In our case we use Amanda, which internally uses an implementation of tar or GNU tar if asked for (yes, also other tools if asked). The problems begin with how you define what to backup and where does C* put those snapshots. The definitions are done by what Amanda calls disklists, which are basically a list of directories to backup entirely. In the other hand, for a column family Bar in a keyspace Foo, whose data are normally stored in <data_file_directory>/Foo/Bar/, a snapshot is located in <data_file_directory>/Foo/Bar/snapshots/<something>, where something can be a timestamp or a name defined by the user at snapshot time.

If you want to simplify your backup configuration, you'll probably will want to say <data_file_directory>/*/*/snapshots/ as the dirs to backup, but Amanda merrily can't expand wildcards in disklists. A way to solve this is to create a directory sibling of <data_file_directory>, move the files in the snapshots there, and specify it in the disklists. That kinda works...

... until your second backup pass comes and you find out that even when you specified an incremental backup, it copies over all the snapshot files again. This is because when a hardlink is created, the ctime of the inode is changed. Guess what tar uses to see if a file has changed... yes, ctime and mtime[1].

So we're back to square one, or zero even. Seems like the only solution is to use C*'s native 'support' for incrementality, but the docs are just a couple of paragraphs that barely explain how they're done (suprise, the same way as the snapshots) and how to activate it, which is the reason why we didn't followed this path from the beginning. So in the end, it seems that you can't use Amanda or tar to make incremental backups, even with the native support.

But then there's a difference between the snapshot and the incremental mode: with the snapshot method, you create the snapshot just before backing it up, which sets all the ctimes to now. C*'s incremental mode "hard-links each flushed SSTable to a backups directory under the keyspace data directory", so they have roughly the same ctime as the mtimes, and neither never ever changes (remember, SSTables are inmutable) again (until we do a snapshot, of course).

One particularity that I noticed is that only new SSTables are backed up, but not those that are the result of compactions. At the beginning I thought this was wrong, but after discussing the issue with driftx in the IRC channel and a confirmation by Tyler Hobbs in the mailing list, we came to the following conclussion: with also compacted SSTables, at restore time you would need to do a manual compaction to minimize data duplication, which otherwise means more SStables associated by the Bloom filters and more disk reads/seeks per get and more space used; but if you don't backup/restore those SStables, the manual compaction is only advisable. Also, as a consequence, you don't need to track which files were deleted between backups.

So the remaining problem is to know which files have been backed up, because C* backups, just like snapshots, are not automatically cleaned. I came up with the following solution, which at the beginning it might seem complicated, but it really isn't.

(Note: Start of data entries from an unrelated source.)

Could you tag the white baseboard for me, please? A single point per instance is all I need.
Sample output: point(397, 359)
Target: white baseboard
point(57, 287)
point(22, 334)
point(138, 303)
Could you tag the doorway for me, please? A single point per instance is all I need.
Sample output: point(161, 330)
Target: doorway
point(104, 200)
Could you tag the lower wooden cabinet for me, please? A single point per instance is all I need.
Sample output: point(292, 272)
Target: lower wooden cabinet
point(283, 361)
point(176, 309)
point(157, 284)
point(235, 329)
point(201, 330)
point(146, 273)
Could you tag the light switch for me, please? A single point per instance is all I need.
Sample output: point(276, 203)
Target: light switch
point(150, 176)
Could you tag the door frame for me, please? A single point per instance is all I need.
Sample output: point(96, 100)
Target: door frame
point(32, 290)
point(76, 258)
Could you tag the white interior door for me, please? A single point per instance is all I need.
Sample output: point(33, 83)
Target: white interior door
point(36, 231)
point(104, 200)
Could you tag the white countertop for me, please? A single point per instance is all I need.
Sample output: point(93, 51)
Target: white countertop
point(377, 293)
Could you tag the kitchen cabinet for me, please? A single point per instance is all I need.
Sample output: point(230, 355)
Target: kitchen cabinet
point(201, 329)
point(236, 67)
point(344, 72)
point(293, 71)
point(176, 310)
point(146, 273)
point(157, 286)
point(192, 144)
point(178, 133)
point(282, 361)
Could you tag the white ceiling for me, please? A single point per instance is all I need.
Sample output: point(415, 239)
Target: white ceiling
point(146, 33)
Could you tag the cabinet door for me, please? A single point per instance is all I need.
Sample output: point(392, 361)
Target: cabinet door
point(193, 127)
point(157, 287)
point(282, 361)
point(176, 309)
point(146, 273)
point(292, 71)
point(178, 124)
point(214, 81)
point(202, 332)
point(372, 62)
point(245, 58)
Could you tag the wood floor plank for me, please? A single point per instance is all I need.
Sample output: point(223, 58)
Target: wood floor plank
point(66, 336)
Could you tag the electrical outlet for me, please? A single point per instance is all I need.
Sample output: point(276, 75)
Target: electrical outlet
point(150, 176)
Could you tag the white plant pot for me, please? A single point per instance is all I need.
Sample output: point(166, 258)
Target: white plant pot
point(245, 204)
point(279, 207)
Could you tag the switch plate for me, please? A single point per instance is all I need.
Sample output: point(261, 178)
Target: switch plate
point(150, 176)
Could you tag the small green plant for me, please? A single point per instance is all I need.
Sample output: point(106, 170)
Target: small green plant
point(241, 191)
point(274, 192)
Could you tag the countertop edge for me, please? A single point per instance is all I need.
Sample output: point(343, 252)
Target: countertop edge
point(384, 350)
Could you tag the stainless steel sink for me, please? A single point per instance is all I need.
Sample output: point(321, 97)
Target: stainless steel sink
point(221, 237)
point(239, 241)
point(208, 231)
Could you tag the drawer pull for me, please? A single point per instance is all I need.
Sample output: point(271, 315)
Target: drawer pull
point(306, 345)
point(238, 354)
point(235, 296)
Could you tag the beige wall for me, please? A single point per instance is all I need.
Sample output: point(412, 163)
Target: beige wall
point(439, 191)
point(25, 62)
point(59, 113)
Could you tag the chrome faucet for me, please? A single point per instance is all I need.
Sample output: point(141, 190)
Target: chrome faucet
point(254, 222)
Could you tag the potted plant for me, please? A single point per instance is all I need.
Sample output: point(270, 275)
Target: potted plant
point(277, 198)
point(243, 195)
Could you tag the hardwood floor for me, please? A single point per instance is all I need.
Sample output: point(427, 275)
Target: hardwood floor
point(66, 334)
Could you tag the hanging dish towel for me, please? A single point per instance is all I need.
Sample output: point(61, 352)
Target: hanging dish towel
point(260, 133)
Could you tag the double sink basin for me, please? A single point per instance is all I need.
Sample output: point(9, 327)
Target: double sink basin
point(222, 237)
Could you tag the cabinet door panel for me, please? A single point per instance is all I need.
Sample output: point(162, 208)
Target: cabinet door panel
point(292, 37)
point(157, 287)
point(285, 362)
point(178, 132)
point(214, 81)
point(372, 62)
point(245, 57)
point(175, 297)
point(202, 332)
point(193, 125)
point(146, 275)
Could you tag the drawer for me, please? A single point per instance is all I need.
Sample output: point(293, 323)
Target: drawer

When we do a snapshot, which is perfect for full backups, we previously remove all the files present in the backup directory; incremental files since the last incremental backup are not needed because we're doing a full anyways. At the end of this we have the files ready for the full; we do the backup, and we erase the files.

Then the following days we just add the dynamic backups so far, preceded by a flush, so as to have the last data in the SSTables and not depend on CommitLogs. As they're only the diff against the files in the full, and not the intermediate compacted SSTables, they're as big as they should (but also as small as they could, if you're worried about disk ussage). Furthermore, the way we put files in the backup dir is via symlinks, so it doesn't change the file's mtime or ctime, and we configure Amanda to dereference symlinks.

Later, at restore time, the files are put in the backup directory, and with a script that takes the KS and CF from the file's name, they're 'dealed' to the right directories.

TL;DR version:

  • Full backup:

    • Remove old incremental files and symlinks.
    • nodetool snapshot.
    • Symlink all the snapshot files to a backup directory
    • Backup that directory dereferencing symlinks.
    • nodetool clearsnapshot and remove symlinks.
  • Incremental backup:

    • nodetool flush.
    • Symlink all incremental files into the bakup directory.
    • Backup that directory dereferencing symlinks.
  • Restore[2]:

    • Restore the last full backup and all the incrementals.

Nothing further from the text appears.